The case involves the railway industry and the definition of the term “compensation.” In the applicable statute, the term is defined as “any form of money remuneration paid to an individual for services rendered as an employee.”
This definition is important because the railway industry must pay a tax on compensation that is unique to that industry. This tax, established under the Railroad Retirement Tax Act (RRTA), funds retirement programs for these workers. The industry argues the tax should apply only to actual cash earnings, not stock options. The government disagrees. This disagreement has progressed to a lawsuit with a multimillion dollar tax bill on the line.
The railway industry argues that the meaning of the word “money” is plain. Money is cash. Stock options do not fit this definition. Wisconsin Central, one of the railway companies involved in the suit, framed the case with an analogy. If mugged and the robber demanded all your money, you would assume the mugger referred to cash.

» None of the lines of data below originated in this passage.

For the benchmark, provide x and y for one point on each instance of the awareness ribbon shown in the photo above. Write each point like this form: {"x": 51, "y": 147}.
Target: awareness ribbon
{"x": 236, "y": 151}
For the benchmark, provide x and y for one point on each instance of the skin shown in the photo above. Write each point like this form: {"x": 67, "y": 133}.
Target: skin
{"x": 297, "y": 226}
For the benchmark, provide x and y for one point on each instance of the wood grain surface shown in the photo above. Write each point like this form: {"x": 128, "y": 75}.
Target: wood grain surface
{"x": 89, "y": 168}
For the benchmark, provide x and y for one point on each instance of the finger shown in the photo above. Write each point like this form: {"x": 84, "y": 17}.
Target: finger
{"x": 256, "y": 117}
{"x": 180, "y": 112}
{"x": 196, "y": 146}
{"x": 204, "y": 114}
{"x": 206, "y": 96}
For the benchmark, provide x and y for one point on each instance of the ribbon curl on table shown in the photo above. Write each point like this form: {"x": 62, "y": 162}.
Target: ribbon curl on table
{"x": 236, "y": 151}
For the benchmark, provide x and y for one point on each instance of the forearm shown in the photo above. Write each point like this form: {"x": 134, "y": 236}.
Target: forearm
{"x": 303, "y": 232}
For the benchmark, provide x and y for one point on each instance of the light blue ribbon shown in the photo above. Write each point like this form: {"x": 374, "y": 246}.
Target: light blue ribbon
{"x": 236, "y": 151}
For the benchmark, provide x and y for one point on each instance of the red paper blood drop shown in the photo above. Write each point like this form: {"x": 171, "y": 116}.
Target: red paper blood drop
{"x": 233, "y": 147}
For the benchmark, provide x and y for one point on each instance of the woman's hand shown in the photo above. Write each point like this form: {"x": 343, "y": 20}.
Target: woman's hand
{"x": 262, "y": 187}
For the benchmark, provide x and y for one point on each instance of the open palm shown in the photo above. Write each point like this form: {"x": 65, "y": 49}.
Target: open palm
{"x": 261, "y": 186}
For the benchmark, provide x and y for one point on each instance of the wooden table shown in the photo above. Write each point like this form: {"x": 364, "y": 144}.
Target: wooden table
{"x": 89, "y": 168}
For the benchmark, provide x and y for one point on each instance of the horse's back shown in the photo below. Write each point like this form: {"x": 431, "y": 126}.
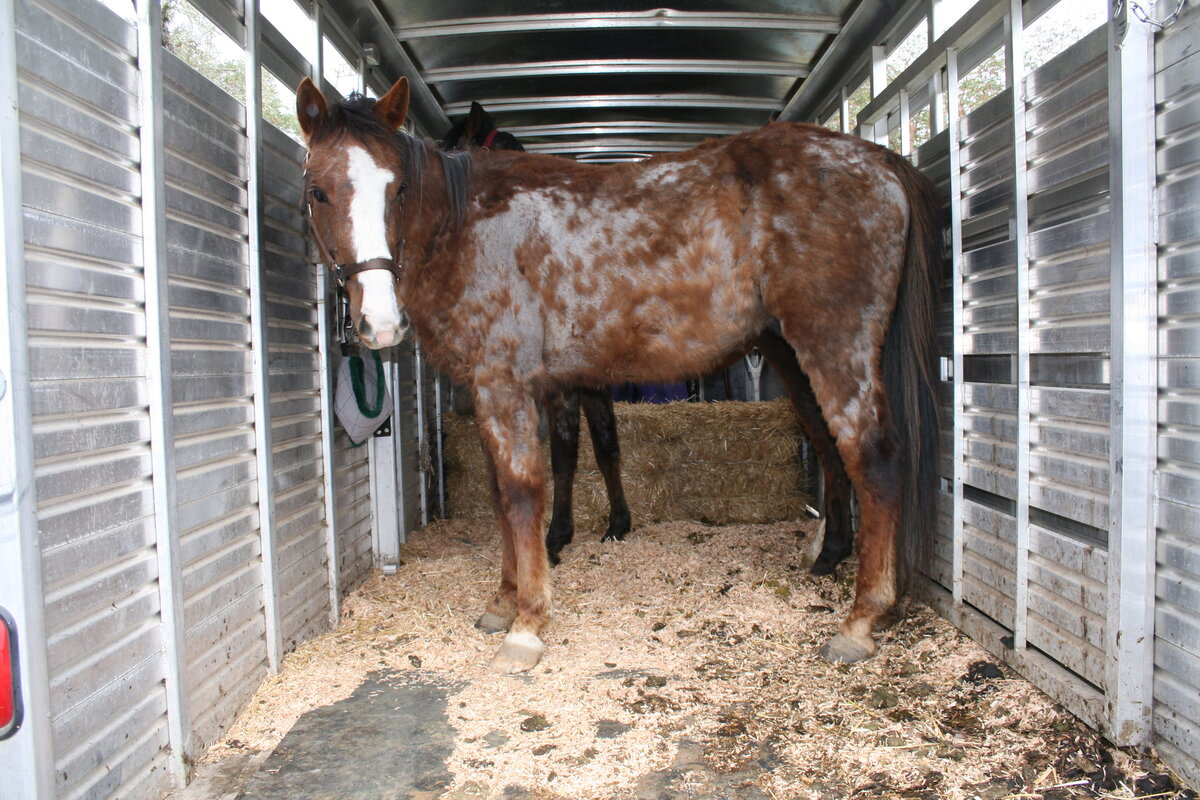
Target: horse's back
{"x": 682, "y": 258}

You would not think the robber was requesting a transfer of ownership in stock options.
The United States counters that a Treasury Department regulation passed at the same time as the RRTA defines “compensation” to have the same meaning as “wages” except as “specifically limited by the Railroad Retirement Act.” As such, stock options qualify as compensation and should be subject to the tax.
The case serves as a reminder of the large tax implications that can come with conducting business. Business leaders can minimize tax obligations with tax planning strategies.